Pero a nosotros nos da miedo descorrer el velo de lo que ocultamos. La losa mantiene tapados nuestros pecados, nuestras debilidades que huelen. Nos da miedo que nuestro olor escandalice. No queremos dejar a Dios entrar. Porque creemos que dejará de querernos al ver nuestra muerte. No acabamos de entender ese amor de Dios por nuestra vida. Sólo si dejamos pasar a Dios resucitaremos a la vida de la gracia. La samaritana calma su sed sólo cuando cree en un agua que no logra ver. El ciego ve la luz y lo profundo del corazón de los hombres cuando cree que Cristo es Dios a quien no ve. Lázaro rompe la atadura de la muerte cuando escucha la voz que lo llama y vive.

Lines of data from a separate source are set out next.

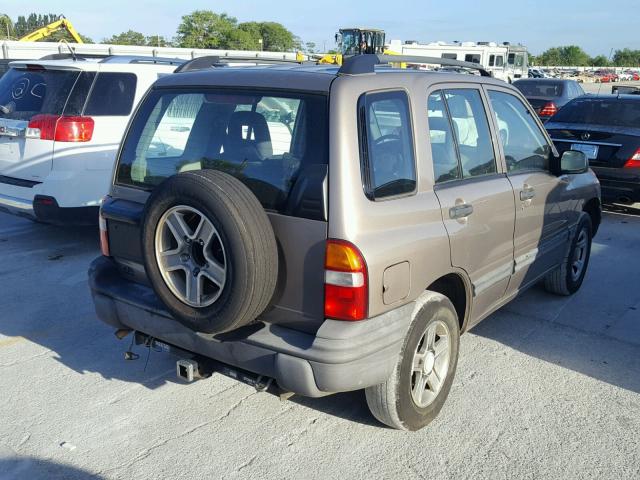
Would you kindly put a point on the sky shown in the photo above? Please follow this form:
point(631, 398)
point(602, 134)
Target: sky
point(595, 25)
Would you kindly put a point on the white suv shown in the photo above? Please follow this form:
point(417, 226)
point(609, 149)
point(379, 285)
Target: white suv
point(61, 122)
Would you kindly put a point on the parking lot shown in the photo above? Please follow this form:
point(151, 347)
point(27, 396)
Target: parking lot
point(548, 387)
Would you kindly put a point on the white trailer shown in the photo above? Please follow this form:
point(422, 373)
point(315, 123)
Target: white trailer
point(505, 61)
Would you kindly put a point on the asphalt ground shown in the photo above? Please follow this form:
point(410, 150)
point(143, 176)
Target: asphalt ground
point(547, 387)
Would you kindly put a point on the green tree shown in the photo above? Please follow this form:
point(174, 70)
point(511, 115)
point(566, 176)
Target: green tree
point(129, 37)
point(570, 55)
point(6, 27)
point(626, 58)
point(600, 61)
point(206, 29)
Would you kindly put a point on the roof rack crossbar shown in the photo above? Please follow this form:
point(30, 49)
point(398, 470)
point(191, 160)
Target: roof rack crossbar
point(361, 64)
point(142, 59)
point(211, 61)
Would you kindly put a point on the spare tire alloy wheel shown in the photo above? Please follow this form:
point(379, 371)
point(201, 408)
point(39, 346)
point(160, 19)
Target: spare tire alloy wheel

¿Qué huele mal en nosotros, en nuestra miseria personal? Nos encerramos bajo nuestra losa y nos cubrimos con sudarios. Algo está muerto. Nos da miedo la luz y no queremos oír la voz de la misericordia. Pero lo sabemos, la misericordia sólo viene de Dios: «Del Señor viene la misericordia, la redención copiosa. Desde lo hondo a ti grito, Señor; Señor, escucha mi voz; estén tus oídos atentos a la voz de mi súplica. Si llevas cuentas de los delitos, Señor, ¿quién podrá resistir? Pero de ti procede el perdón, y así infundes respeto. Mi alma espera en el Señor, espera en su palabra; mi alma aguarda al Señor, más que el centinela la aurora. Porque del Señor viene la misericordia, la redención copiosa; y él redimirá a Israel de todos sus delitos». Sal 129, 1-2- 3-4ab. 4c-6. 7-8.

Desde lo hondo gritamos al Señor. Desde lo más profundo del propio sepulcro en el que nos hemos enterrado. Sólo Él nos salva. Sólo Él logra levantarnos. La vida es el mensaje que hoy nos despierta. Dice San Agustín «Lázaro, saliendo del sepulcro, representa al alma separándose de sus apetitos carnales. El salir atados los pies y las manos con vendas, nos enseña que aun los que abandonan las cosas carnales y sirven de corazón la ley de Dios, mientras están revestidos de este cuerpo no están libres de las tentaciones de la carne».

No queremos vivir apegados a la carne, aunque sabemos que nuestras heridas nos atan con fuerza. Pero S. Pablo hoy nos pide que vivamos en el Espíritu: «Los que viven sujetos a la carne no pueden agradar a Dios. Pero vosotros no estáis sujetos a la carne, sino al espíritu, ya que el Espíritu de Dios habita en vosotros. El que no tiene el Espíritu de Cristo no es de Cristo. Pues bien, si Cristo está en vosotros, el cuerpo está muerto por el pecado, pero el espíritu vive por la justificación obtenida. Si el Espíritu del que resucitó a Jesús de entre los muertos habita en vosotros, el que resucitó de entre los muertos a Cristo Jesús vivificará también vuestros cuerpos mortales, por el mismo Espíritu que habita en vosotros». Romanos 8, 8-11. Vivir en el espíritu es vivir soñando con algo más en nuestra vida. Nos conformamos fácilmente y nos damos por vencidos. Dejamos la losa corrida porque ya huele. Huimos de la voz de Dios, porque liberarnos de los sudarios que nos atan no es tarea fácil.

Hoy pedimos la gracia de la vida. Hoy nos preparamos para la Pascua aceptando el olor de nuestra muerte. Queremos vivir, queremos aprender a vivir. Queremos caminar sin vendas.